Marc LeBlanc and Laura Robinson were independently pursuing their careers in hospitality and tourism when their paths crossed in the Cayman Islands. They also managed to find a rare opportunity to work on the same property in the Maldives.
Hotelier Maldives: What prompted an interest towards the hospitality industry? What are your educational backgrounds?
Marc LeBlanc: In a way, all this came to fruition when I chose the wrong pursuit in my first year of university, starting a dual degree in biology and computer science. I lost interest rather quickly and after the first year, I decided to pause, reflect on what I actually wanted to do, but also move away from home and earn some money, living independently.

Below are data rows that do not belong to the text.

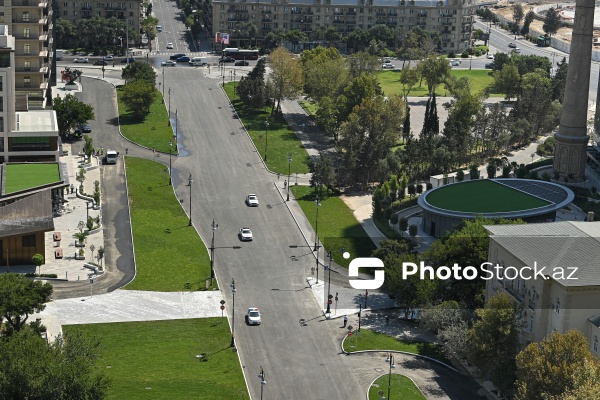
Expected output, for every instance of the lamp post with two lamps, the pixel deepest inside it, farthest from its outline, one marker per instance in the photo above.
(170, 146)
(233, 290)
(390, 360)
(263, 382)
(289, 174)
(190, 181)
(266, 138)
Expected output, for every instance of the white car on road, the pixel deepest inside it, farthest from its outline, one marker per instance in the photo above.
(252, 200)
(245, 234)
(253, 316)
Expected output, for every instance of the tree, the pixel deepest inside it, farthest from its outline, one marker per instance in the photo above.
(553, 367)
(285, 79)
(494, 340)
(65, 369)
(552, 22)
(19, 297)
(38, 259)
(71, 113)
(517, 13)
(507, 80)
(138, 97)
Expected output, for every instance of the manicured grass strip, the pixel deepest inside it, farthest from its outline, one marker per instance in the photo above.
(479, 79)
(482, 196)
(400, 388)
(152, 132)
(170, 256)
(371, 340)
(29, 175)
(281, 138)
(337, 226)
(157, 359)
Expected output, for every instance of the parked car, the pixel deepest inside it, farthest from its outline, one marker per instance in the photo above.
(245, 234)
(253, 316)
(252, 200)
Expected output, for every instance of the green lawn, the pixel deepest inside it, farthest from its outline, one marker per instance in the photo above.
(157, 359)
(29, 175)
(337, 226)
(480, 79)
(169, 254)
(371, 340)
(281, 138)
(399, 387)
(154, 131)
(482, 196)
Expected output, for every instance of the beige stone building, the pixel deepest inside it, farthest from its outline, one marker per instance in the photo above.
(452, 19)
(564, 293)
(29, 22)
(25, 136)
(130, 10)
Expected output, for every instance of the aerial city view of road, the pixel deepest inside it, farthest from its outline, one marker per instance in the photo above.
(265, 200)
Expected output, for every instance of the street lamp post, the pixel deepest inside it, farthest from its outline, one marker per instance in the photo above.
(391, 361)
(289, 174)
(233, 290)
(266, 138)
(263, 382)
(190, 180)
(170, 145)
(212, 252)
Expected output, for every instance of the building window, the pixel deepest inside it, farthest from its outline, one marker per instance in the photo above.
(28, 240)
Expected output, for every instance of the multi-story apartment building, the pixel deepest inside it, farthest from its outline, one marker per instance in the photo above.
(129, 10)
(565, 294)
(452, 19)
(24, 135)
(29, 22)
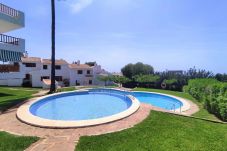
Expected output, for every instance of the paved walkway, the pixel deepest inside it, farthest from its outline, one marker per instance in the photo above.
(66, 139)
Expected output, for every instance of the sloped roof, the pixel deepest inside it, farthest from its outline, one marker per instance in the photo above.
(30, 59)
(57, 62)
(79, 66)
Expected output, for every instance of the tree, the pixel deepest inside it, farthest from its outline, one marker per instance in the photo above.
(146, 78)
(128, 70)
(104, 78)
(52, 86)
(120, 79)
(131, 70)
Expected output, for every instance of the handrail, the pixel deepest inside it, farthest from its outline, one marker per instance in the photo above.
(9, 39)
(8, 10)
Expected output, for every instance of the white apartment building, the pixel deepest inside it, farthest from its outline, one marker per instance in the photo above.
(33, 70)
(11, 48)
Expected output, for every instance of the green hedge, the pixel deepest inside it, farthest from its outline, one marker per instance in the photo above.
(212, 93)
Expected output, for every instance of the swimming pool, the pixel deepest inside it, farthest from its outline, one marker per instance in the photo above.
(91, 107)
(158, 100)
(80, 106)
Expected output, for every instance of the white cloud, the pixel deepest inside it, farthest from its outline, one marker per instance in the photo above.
(78, 5)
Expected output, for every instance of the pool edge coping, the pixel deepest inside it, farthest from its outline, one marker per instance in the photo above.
(185, 107)
(23, 114)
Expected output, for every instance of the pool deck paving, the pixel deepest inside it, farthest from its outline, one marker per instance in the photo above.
(66, 139)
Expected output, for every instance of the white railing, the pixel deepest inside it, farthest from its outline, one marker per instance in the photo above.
(9, 11)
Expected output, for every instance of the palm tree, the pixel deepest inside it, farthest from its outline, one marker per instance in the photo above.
(52, 86)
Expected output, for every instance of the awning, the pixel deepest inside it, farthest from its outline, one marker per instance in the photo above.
(6, 56)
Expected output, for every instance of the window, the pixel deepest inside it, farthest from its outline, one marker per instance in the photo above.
(88, 71)
(45, 67)
(27, 76)
(90, 82)
(58, 78)
(57, 67)
(30, 64)
(80, 72)
(44, 77)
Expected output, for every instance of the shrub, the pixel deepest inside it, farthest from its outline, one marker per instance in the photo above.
(212, 93)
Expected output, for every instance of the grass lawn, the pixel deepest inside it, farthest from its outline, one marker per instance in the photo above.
(162, 132)
(9, 142)
(11, 96)
(202, 113)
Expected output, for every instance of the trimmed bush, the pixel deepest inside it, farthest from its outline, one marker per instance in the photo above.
(212, 93)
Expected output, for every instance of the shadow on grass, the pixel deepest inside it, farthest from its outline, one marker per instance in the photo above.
(5, 94)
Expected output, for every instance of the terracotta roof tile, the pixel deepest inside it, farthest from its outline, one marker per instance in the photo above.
(81, 66)
(30, 59)
(57, 62)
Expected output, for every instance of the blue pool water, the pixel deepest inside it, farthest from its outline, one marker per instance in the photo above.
(80, 106)
(161, 101)
(96, 103)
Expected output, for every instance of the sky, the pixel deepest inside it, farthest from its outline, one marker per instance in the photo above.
(167, 34)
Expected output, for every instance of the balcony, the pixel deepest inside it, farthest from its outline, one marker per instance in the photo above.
(10, 19)
(10, 43)
(11, 48)
(89, 75)
(9, 68)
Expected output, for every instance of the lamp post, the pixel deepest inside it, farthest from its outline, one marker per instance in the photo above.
(52, 86)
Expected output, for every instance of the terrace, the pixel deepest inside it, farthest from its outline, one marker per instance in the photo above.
(11, 48)
(10, 19)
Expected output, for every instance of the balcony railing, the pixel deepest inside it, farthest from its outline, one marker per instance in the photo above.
(9, 68)
(9, 39)
(9, 11)
(89, 75)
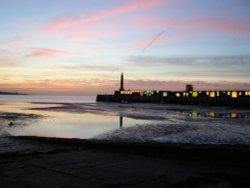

Meanwhile, through this time, I had been working in a city hotel for about two years, starting as a dishwasher in the kitchen and quickly moved up to the bellman. By this time I was fortunate enough to experience hotel life and caught the bug, so to speak. I enjoyed the work immensely and enjoyed the tips. I soon after moved over to a global reservations office for a major Canadian hotel chain, where I succeeded with advancement and that was it – I knew that is what I wanted to do.
Fast forward two years I immersed myself in big city life in Toronto and attained a Hospitality & Management degree in Toronto. It’s been a great wild ride since then moving around across Canada and the world!
Laura Robinson: I have a BSc. in Marine Biology and Coastal Ecology, and MSc. in Tropical Coastal Management and am a PADI MSDT Dive Instructor. This enabled me to travel across Asia and the Caribbean and gain exposure to various destinations along with their tourism components. Working at dive resorts further integrated my work into hospitality, when I then became a manager at a Destination Management Company in St. Maarten, in the Caribbean. An opportunity presented itself to work with Marc in Bali, and the rest is history!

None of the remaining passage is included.